Hyde Park Historical Society Open House.
When: Saturday, Oct. 8, from 2 p.m. to 4 p.m. and Nov. 6 from 2 p.m. to 4 p.m.
Where: Hyde Park Historical Society, 5529 S. Lake Park Ave.
The Hyde Park Historical Society (HPHS) will have an open house.
The open house will feature a new exhibit entitled, “Hyde Park in 1890, from Raschers Atlas.” Posters from the 1890 atlas between 51st and 59th streets and Cottage Grove Avenue and the lakefront will be on display.
HPHS docents will be available to talk about historical topics. Light refreshments will be served.

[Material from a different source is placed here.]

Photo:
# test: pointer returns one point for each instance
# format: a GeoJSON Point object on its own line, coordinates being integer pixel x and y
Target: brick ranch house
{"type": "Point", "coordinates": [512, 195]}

The Hyde Park Historical Society History
- The building was constructed in 1893 or 1894 by the Chicago City Street Railway.
- It is believed to be the only building surviving in Chicago that was part of the cable car system.
- Construction of the building, which is rubble stone and not brick in the sections that abut the bank of the Illinois Central tracks, indicates it was built at the time of the embankment’s construction or after it, but not before.
- The building was in place by 1895 because it appears on a map of the area carrying that date.
- It is not entirely clear whether the building was originally used as a waiting room for passengers or as a rest area for employees. Whatever its intended use, within a few years the cable car system was abandoned.
- For a time the building served as a terminal and rest stop for the trolley system which replaced the cable cars.
- That use was short lived and the surface rail lines and trolleys had been completely abandoned by 1906.
- Beginning about 1898, through 1952, the building was operated as a short order restaurant by members of the Keller family.
- Later, it was the home of “Steve’s Lunch.” operated by a Steve Megales, a Greek Immigrant.
- By 1974 the lunch room had closed and the building was being used as a storage shed for the two-wheeled carts used for delivering newspapers. The building was clearly headed for ruin.
- The society was officially chartered in January 28, 1977.
- The Society soon purchased the building for approximately $4,000 and leased the land from the Illinois Central Railroad.
- John Vinci, well-known preservationist architect, restored the interior to its original appearance, pot-bellied stove, paneling, and all.